There it is, propped on the bookcase. I go over and look at it; a tiny sixty-eight unpolished watercoloured sketch. Colours — blues, greens. The two central figures, a man and a woman, appear to be discussing the woman’s feet. These are certainly peculiar, propped in classical ballet’s First Position on the ends of impossible Olive Oyl ankles. For the rest: bridge, steps, other figures sketched with half a dozen strokes. And at the bottom, in small, black, faded, warm handwriting:
a bit of Venice
It is probably a famous bit of Venice, a place to which I have never been. The texture of the sky where the paint has spread in fine lines recalls the marks of marble; four fast blue brushstrokes suggest the outlines of buildings. It is an object that one might give or under certain special circumstances sell, but to lose it through lack of sense or care would cause any sane person the sharpest remorse.
I have never really looked at it before.
I have never really looked at it before, and yet I regard it as one of my two necessary possessions, the things I would rescue from a burning building if two things were the limit. The other of these relics is a sixtyfive-year-old diamond ring, the engagement ring my grandfather gave to Great-Aunt Jessie on one of his leaves from France. Jessie looks out from the photograph, full-length, quarter-profile, Edwardianly dressed, hands on hips, her hair a feral variation on Gibson Girl.
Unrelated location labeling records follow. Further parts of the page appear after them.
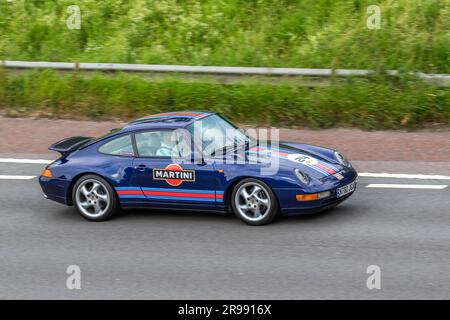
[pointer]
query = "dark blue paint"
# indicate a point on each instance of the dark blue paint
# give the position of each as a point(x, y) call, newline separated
point(121, 173)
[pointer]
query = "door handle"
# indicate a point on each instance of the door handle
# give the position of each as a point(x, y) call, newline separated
point(140, 167)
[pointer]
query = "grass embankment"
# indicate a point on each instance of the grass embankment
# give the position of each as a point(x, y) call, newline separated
point(374, 103)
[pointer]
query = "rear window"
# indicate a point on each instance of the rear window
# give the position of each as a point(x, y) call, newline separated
point(121, 146)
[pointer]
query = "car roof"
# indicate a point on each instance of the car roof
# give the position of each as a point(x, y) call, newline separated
point(166, 120)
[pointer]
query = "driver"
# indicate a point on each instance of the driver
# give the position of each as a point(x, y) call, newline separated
point(167, 145)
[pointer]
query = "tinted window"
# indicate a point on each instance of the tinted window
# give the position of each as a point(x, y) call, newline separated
point(121, 146)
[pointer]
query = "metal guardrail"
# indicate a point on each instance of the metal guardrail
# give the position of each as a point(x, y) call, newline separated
point(261, 71)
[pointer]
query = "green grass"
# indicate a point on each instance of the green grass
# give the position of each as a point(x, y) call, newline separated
point(415, 35)
point(373, 103)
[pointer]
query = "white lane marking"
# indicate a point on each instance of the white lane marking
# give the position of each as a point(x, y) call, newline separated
point(403, 176)
point(407, 186)
point(8, 177)
point(36, 161)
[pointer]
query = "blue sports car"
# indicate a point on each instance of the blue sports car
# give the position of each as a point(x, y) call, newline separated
point(195, 161)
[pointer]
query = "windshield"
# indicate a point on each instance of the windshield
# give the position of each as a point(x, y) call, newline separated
point(216, 135)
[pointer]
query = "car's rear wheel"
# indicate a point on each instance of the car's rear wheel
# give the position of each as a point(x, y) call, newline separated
point(94, 198)
point(254, 202)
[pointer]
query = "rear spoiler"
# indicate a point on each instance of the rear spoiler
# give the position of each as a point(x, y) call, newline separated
point(68, 145)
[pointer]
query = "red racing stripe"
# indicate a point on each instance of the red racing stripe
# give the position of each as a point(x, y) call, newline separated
point(132, 192)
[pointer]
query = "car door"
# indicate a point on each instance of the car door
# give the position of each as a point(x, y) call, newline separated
point(172, 180)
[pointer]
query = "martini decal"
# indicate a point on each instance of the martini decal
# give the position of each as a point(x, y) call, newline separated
point(174, 175)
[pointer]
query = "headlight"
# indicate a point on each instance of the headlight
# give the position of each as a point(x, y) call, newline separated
point(341, 159)
point(303, 177)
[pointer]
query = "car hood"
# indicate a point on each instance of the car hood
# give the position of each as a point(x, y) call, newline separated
point(304, 157)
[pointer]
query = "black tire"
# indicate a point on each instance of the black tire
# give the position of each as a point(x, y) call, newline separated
point(267, 194)
point(108, 210)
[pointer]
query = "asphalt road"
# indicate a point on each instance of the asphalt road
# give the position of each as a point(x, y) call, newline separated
point(161, 255)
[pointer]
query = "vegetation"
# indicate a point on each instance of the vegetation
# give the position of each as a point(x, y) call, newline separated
point(414, 36)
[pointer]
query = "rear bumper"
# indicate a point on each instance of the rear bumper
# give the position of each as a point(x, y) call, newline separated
point(55, 189)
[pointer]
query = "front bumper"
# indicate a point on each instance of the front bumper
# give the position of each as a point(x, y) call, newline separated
point(289, 205)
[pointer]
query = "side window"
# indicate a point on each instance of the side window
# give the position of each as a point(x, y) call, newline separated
point(121, 146)
point(160, 143)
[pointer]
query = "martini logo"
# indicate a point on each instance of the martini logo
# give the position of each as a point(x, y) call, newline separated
point(174, 175)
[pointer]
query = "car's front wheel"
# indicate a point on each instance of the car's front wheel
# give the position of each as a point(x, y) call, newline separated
point(94, 198)
point(254, 202)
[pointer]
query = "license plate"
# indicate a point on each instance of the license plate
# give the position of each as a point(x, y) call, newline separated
point(342, 191)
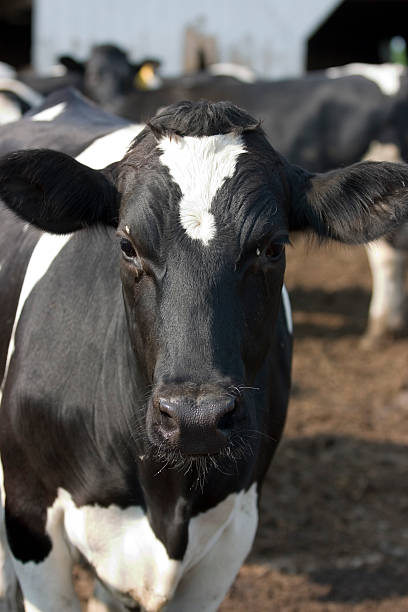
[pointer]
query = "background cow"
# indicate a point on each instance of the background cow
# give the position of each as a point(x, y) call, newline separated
point(147, 365)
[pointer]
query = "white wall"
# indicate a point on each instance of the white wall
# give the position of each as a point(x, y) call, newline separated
point(267, 35)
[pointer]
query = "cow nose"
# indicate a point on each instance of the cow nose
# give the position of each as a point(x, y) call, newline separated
point(197, 427)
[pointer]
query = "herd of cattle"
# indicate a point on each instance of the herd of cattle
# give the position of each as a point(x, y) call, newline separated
point(146, 335)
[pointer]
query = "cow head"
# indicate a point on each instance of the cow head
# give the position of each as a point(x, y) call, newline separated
point(203, 207)
point(109, 74)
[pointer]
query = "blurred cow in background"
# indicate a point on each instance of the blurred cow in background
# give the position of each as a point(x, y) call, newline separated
point(106, 77)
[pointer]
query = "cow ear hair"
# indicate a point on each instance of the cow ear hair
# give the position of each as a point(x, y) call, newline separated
point(56, 193)
point(355, 204)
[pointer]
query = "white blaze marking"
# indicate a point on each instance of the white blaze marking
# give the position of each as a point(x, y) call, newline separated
point(287, 308)
point(386, 76)
point(44, 253)
point(50, 113)
point(109, 148)
point(200, 165)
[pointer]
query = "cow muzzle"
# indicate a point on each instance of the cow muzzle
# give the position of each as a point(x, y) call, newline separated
point(194, 422)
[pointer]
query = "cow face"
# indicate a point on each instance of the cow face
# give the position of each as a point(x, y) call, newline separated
point(203, 223)
point(203, 205)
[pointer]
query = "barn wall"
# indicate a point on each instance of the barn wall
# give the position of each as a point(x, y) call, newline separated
point(267, 35)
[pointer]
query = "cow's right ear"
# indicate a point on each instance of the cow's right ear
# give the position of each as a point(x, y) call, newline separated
point(56, 193)
point(354, 204)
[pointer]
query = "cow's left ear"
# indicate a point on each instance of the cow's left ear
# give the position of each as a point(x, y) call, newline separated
point(55, 192)
point(355, 204)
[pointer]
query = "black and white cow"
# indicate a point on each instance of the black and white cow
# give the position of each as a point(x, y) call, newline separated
point(146, 343)
point(321, 121)
point(106, 76)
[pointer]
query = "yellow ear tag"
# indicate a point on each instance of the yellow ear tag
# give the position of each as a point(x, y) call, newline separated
point(144, 76)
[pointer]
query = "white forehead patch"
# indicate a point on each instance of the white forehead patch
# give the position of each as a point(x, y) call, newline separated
point(200, 165)
point(50, 113)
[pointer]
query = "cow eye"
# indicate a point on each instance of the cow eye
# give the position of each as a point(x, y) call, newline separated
point(128, 249)
point(273, 251)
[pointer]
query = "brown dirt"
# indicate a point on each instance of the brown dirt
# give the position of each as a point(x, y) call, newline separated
point(333, 533)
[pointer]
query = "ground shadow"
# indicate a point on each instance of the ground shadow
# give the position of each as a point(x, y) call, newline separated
point(330, 314)
point(339, 504)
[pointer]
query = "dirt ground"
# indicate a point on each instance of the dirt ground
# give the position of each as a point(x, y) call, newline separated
point(333, 533)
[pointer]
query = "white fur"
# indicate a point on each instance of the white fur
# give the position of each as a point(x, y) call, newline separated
point(31, 97)
point(388, 271)
point(49, 114)
point(242, 73)
point(44, 253)
point(9, 110)
point(287, 308)
point(200, 166)
point(109, 148)
point(128, 556)
point(386, 76)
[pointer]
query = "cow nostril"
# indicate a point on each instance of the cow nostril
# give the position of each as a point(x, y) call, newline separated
point(226, 421)
point(167, 417)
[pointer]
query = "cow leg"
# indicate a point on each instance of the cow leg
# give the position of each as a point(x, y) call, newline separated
point(48, 585)
point(204, 586)
point(387, 312)
point(10, 593)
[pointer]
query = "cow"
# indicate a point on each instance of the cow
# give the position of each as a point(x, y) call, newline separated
point(146, 342)
point(347, 114)
point(106, 76)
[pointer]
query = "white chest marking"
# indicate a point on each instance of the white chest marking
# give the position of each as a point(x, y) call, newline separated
point(109, 148)
point(200, 165)
point(128, 557)
point(287, 308)
point(50, 113)
point(44, 253)
point(386, 76)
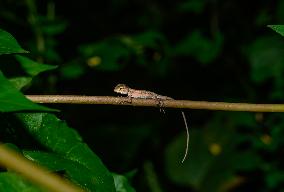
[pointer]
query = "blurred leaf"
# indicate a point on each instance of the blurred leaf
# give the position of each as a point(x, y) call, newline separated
point(13, 100)
point(74, 170)
point(150, 49)
point(20, 82)
point(266, 59)
point(12, 182)
point(278, 28)
point(280, 12)
point(122, 183)
point(275, 178)
point(263, 18)
point(196, 6)
point(33, 68)
point(111, 54)
point(66, 142)
point(72, 70)
point(8, 44)
point(248, 161)
point(199, 47)
point(151, 39)
point(51, 27)
point(210, 163)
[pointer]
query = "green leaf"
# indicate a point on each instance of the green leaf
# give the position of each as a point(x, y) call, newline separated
point(200, 47)
point(266, 59)
point(73, 170)
point(196, 6)
point(33, 68)
point(211, 150)
point(106, 55)
point(122, 183)
point(278, 28)
point(66, 142)
point(8, 44)
point(12, 182)
point(20, 82)
point(72, 70)
point(12, 100)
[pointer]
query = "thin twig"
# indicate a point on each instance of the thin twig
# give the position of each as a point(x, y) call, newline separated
point(181, 104)
point(14, 161)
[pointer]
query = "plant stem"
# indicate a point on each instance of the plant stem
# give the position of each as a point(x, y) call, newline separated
point(181, 104)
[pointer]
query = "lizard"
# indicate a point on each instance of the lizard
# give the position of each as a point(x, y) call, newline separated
point(143, 94)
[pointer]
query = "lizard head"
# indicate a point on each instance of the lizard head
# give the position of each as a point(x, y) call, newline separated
point(122, 89)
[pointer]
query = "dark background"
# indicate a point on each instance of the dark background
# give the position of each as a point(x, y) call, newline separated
point(192, 49)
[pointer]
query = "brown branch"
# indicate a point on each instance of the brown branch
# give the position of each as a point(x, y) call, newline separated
point(181, 104)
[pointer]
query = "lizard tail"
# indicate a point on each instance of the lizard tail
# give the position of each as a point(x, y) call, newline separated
point(187, 137)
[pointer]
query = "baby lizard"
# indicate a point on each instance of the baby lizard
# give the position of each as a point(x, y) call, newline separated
point(143, 94)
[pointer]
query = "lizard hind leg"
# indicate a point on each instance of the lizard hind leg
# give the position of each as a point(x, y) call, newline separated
point(160, 104)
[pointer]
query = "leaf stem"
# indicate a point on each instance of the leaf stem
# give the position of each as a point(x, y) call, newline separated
point(181, 104)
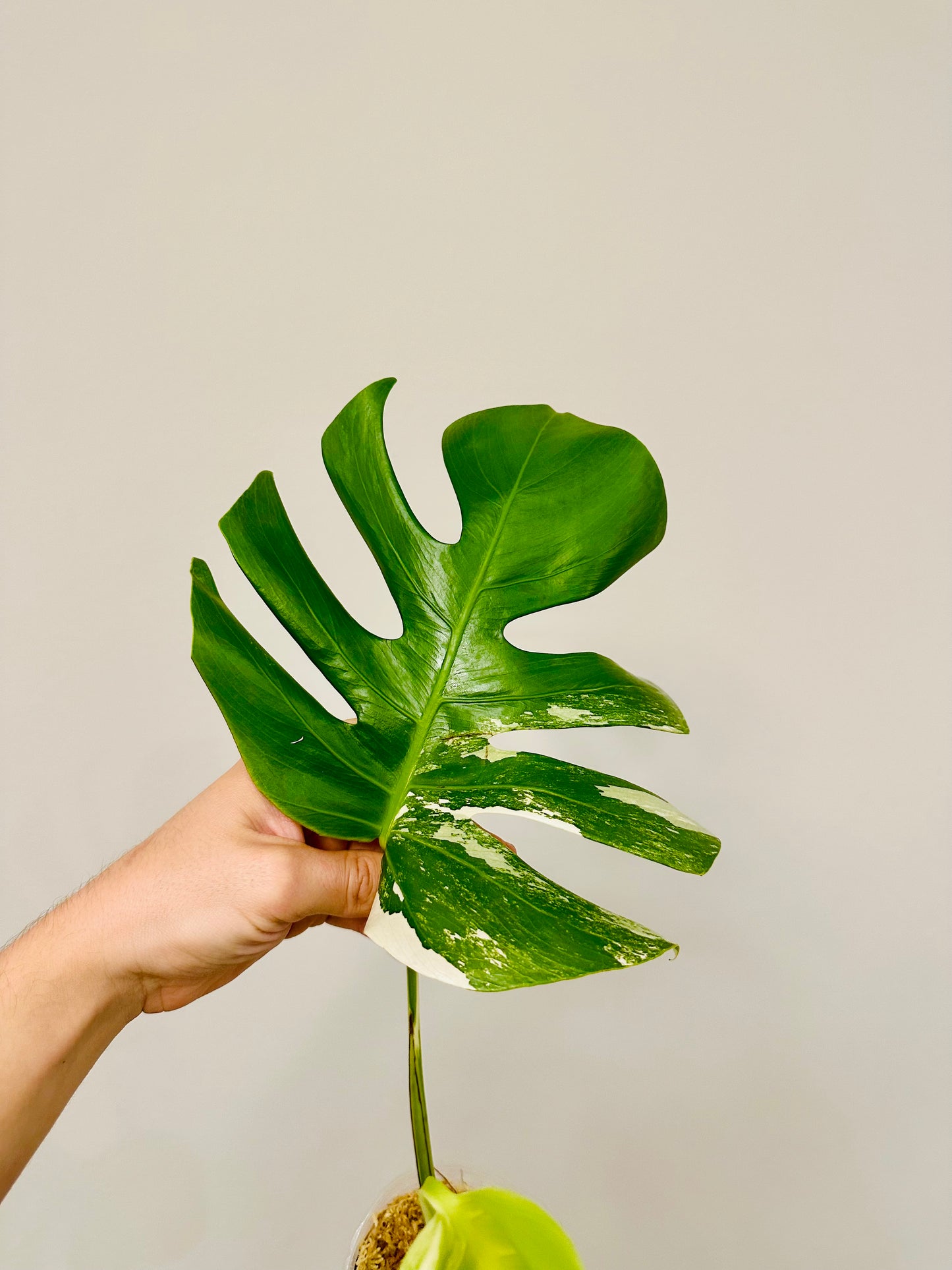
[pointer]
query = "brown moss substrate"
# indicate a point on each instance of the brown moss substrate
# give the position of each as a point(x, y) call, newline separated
point(391, 1235)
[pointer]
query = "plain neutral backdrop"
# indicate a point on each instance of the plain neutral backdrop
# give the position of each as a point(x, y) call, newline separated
point(721, 225)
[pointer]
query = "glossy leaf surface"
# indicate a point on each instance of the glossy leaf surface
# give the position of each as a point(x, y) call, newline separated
point(553, 509)
point(486, 1230)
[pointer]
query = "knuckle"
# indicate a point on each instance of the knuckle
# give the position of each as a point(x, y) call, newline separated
point(278, 879)
point(361, 883)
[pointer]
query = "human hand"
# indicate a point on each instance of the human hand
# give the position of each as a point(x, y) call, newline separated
point(201, 900)
point(219, 886)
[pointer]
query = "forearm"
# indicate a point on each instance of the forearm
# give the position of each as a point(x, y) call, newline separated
point(59, 1011)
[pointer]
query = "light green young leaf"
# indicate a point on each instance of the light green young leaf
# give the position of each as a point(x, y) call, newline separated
point(486, 1230)
point(553, 509)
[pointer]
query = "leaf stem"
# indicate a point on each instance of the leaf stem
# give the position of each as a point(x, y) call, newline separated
point(419, 1122)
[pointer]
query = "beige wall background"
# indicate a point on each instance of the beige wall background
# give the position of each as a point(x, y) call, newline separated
point(724, 226)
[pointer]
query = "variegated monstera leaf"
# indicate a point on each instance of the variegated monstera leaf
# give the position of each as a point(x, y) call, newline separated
point(553, 509)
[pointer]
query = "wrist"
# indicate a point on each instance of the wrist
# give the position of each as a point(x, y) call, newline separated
point(63, 963)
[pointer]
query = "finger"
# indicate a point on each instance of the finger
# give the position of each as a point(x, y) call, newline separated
point(333, 883)
point(304, 925)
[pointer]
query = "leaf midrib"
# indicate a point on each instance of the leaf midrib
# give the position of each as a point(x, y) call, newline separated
point(435, 696)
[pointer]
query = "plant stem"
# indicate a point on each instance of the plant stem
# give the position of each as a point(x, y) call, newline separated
point(418, 1095)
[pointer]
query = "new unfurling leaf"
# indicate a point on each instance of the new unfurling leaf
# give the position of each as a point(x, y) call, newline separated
point(486, 1230)
point(553, 509)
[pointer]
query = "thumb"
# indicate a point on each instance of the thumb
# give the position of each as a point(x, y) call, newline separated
point(334, 883)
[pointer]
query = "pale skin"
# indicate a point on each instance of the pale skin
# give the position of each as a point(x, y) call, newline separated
point(224, 882)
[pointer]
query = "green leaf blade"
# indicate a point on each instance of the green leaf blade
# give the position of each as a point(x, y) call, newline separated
point(489, 915)
point(470, 775)
point(553, 509)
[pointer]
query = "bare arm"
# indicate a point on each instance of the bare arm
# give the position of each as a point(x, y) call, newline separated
point(183, 913)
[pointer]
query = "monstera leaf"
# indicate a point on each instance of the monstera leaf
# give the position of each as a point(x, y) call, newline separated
point(553, 509)
point(486, 1230)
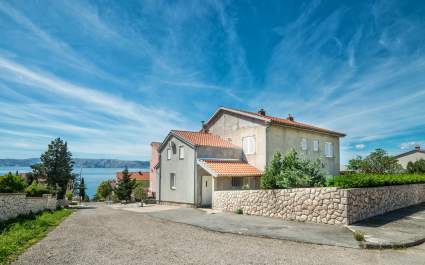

Jessie practises that not-right thing, a profession: she is a nurse. She looks alertly out of the photograph, fashionably unsmiling, her expression one of impersonal compassion blending into a fearlessness bordering on the fierce. She appears to have eschewed Calvin and embraced Florence Nightingale, and she looks out of the picture and in through the watcher’s eyes as though to say, I know you.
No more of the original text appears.